Jochen Triesch, Christoph von der Malsburg, Self-Organized Integration of Adaptive Visual Cues for Face Tracking
I have started reading a few papers on multi-cues and multi-modal hypothesis in visual object tracking. I guessed the field was not that interesting, but it seems that it is! The observer design problem in these situations is much more complex and realistic that what I have studied in my control courses. There, nothing was being said about multi-modality. Anyway, I summarize a few papers on this subject and express my ideas sometimes. Note that this weblog is semi-academic: so, my synopses may be not so accurate or correct. I would be happy if the author of papers help me understand their papers better. (:
It proposed a method called Democratic Integration. It is a weighted-based voting-like method that adapts the weights in a self-organizing manner, i.e. it does not use any external signal for those changes. Instead, it uses the difference between the overall result and the result of each cue. If they are alike, that cue’s weight (or reliability – as used in the paper) will be increased.
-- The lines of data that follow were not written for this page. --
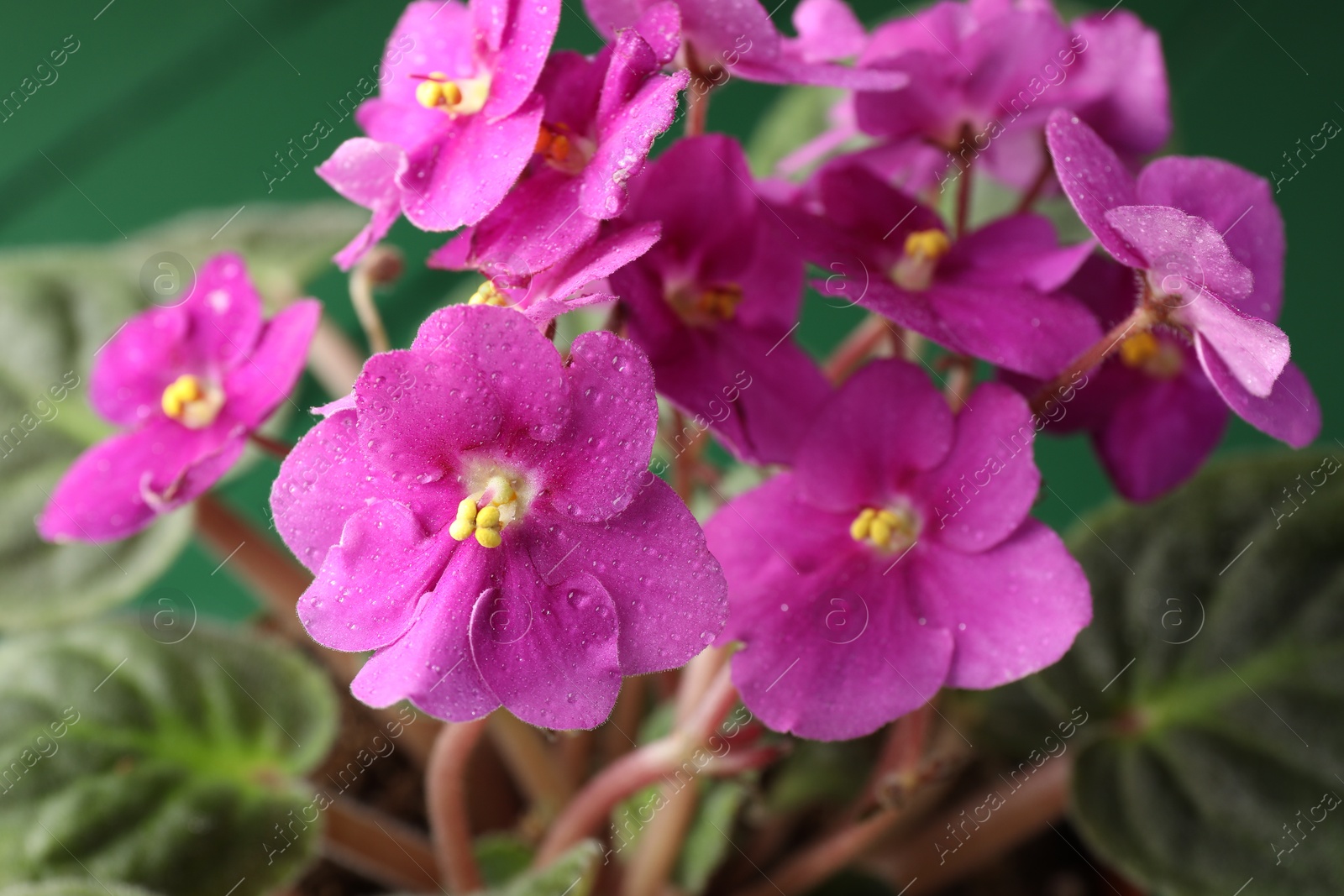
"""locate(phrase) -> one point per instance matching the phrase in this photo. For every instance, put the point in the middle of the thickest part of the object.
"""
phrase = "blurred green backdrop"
(170, 107)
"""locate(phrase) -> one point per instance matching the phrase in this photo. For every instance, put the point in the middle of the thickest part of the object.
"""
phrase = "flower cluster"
(480, 513)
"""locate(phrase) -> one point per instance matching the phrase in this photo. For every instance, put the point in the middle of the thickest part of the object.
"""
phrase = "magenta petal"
(1095, 179)
(1120, 82)
(770, 527)
(629, 118)
(985, 485)
(139, 362)
(531, 230)
(367, 590)
(562, 288)
(1253, 351)
(366, 172)
(591, 472)
(432, 664)
(886, 421)
(522, 365)
(102, 496)
(1240, 206)
(1012, 610)
(827, 31)
(522, 53)
(671, 600)
(418, 411)
(660, 26)
(1015, 328)
(832, 658)
(1175, 244)
(432, 35)
(1160, 432)
(265, 379)
(223, 311)
(459, 181)
(327, 479)
(786, 70)
(1289, 412)
(564, 669)
(1018, 249)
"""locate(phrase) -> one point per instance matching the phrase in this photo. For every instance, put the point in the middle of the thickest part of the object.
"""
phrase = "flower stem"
(531, 765)
(445, 801)
(862, 342)
(636, 770)
(378, 846)
(381, 266)
(1142, 318)
(275, 448)
(1032, 194)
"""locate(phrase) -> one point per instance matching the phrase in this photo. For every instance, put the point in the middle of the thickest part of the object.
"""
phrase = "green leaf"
(501, 857)
(707, 840)
(73, 887)
(176, 768)
(796, 117)
(58, 307)
(570, 875)
(1214, 680)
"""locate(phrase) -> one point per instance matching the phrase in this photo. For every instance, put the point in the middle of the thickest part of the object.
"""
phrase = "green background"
(171, 107)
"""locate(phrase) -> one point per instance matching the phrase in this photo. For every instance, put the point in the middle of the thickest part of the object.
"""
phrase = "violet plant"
(481, 533)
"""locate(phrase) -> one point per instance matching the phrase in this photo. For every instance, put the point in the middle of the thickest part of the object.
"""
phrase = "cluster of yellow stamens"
(885, 528)
(486, 521)
(464, 96)
(488, 295)
(922, 250)
(192, 402)
(1155, 356)
(553, 144)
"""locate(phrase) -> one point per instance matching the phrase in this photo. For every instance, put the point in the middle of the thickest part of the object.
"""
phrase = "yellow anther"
(438, 92)
(1155, 356)
(721, 301)
(1139, 348)
(927, 244)
(487, 295)
(886, 530)
(488, 517)
(181, 391)
(192, 402)
(862, 524)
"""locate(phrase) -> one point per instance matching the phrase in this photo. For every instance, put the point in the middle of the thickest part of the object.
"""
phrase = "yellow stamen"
(927, 244)
(886, 530)
(721, 301)
(924, 249)
(1155, 356)
(486, 521)
(487, 295)
(179, 392)
(862, 524)
(192, 402)
(1139, 348)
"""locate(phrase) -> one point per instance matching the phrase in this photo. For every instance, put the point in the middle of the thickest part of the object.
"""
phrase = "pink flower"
(481, 515)
(895, 558)
(736, 38)
(1209, 244)
(454, 121)
(601, 118)
(188, 383)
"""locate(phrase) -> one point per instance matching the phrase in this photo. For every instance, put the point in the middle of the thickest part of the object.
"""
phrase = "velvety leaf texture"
(165, 766)
(1214, 679)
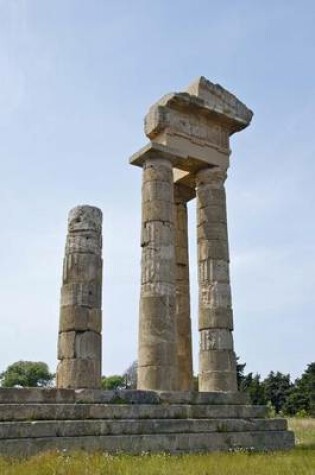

$$R(x,t)=\sum_i r_i(t)A_i(x,t)$$
$$\hat{x}(t) = argmax{R(x,t)}$$
And for adaptation, it defines a quality $q_i(t)$ as follows
$$\tilde{q_i}(t) = R(A_i(\hat{x}(t)) – E[A_i(x,t)])$$
in that $R(.)$ is the ramp function. In this formula, $A(.)$ is the saliency map of each tracker. It is stated in the paper and I see it in a few other that in the current literature, this saliency map is considered to be probability of the object to be in a specific place. The paper mentioned that this choice of quality function is ad hoc and some other ideas like using Kullback-Leibler distance would give better results.
utput of each tracker and represents After doing normalization over $q_i$, the change in reliability would be
$$\tau\dot{r_i}(t) = q_i(t) – r_i(t)$$
A similar formulation is given for adaptation of prototypes. The paper used a few simple cues to do face tracking. The result is not that exciting, but its performance comparing with the case without adaptation is much superior. I am not aware of the performance of other face tracking methods.
I wonder what would happen if I use context-based switching between different cues, i.e. storing the temporally steady-state reliability weights and then test them as initial guess whenever error happens. What is the measure of error?! I am not sure, but what about the number of conflicts between different trackers?! Or time-averaged gradient of reliability vector over time.